EXAMPLE 4. Let $X$ be the closed unit ball $$\{x\times y|x^2+y^2\leq 1\}$$ in $\mathbb{R}^2$, and let $X^{*}$ be the partition of $X$ consisting of all the one-point sets $\{x\times y\}$ for which $x^2+y^2<1$, along with the set $S^1=\{x\times y|x^2+y^2=1\}$. Typical saturated open sets in $X$ are pictured by the shaded regions in Figure 22.4. One can show $X^{*}$ is homeomorphic with the subspace of $\mathbb{R}^3$ called the unit 2-sphere, defined by $$S^2=\{(x,y,z)|x^2+y^2+z^2=1\}.$$
To show $X^{*}$ is homeomorphic with $S^2$, we need to construct a homeomorphism from $X^{*}$ to $S^2$.
But I think that even constructing a bijection from $X^{*}$ to $ S^2 $ is difficult.
Please tell me about books that deal with this kind of topic.
My attempt:
Let $f:(0,1)\times [0,2\pi)\ni (r,\theta)\mapsto(\pi r,\theta)\in (0,\pi)\times [0,2\pi)$.

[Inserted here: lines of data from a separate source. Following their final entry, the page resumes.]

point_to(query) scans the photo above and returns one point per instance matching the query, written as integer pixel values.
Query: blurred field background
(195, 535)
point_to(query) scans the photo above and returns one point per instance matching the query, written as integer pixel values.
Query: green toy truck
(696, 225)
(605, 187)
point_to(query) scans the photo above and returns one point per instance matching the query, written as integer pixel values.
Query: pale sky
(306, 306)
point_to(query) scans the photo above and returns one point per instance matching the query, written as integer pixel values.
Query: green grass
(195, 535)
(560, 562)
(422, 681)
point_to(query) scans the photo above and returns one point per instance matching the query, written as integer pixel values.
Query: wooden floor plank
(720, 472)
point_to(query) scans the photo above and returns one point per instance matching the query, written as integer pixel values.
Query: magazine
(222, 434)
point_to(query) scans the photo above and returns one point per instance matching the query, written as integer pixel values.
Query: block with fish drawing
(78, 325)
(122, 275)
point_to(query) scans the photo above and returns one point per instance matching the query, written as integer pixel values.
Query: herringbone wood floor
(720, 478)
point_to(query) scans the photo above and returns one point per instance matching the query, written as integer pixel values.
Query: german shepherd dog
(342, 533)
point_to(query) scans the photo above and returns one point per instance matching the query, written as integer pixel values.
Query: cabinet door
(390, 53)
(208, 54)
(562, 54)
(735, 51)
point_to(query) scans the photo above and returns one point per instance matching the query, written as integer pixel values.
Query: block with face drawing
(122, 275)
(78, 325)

Let $g:X^{*}-\{\{0\times 0\},S^1\}\ni\{x\times y\}\mapsto (\sqrt{x^2+y^2},\arg(x\times y))\in (0,1)\times [0,2\pi)$.
Let $l:(0,\pi)\times [0,2\pi)\ni (\theta,\phi)\mapsto(\sin\theta\cos\phi,\sin\theta\sin\phi,\cos\theta)\in S^2$
Let $h:X^{*}\to S^2$ be the function such that $h(x)=(l\circ f\circ g)(x)$ if $x\in X^{*}-\{\{0\times 0\},S^1\}$ and $h(\{0\times 0\})=(0,0,1)$ and $h(S^1)=(0,0,-1)$.
Then, $h$ is a bijection from $X^{*}$ to $S^2$.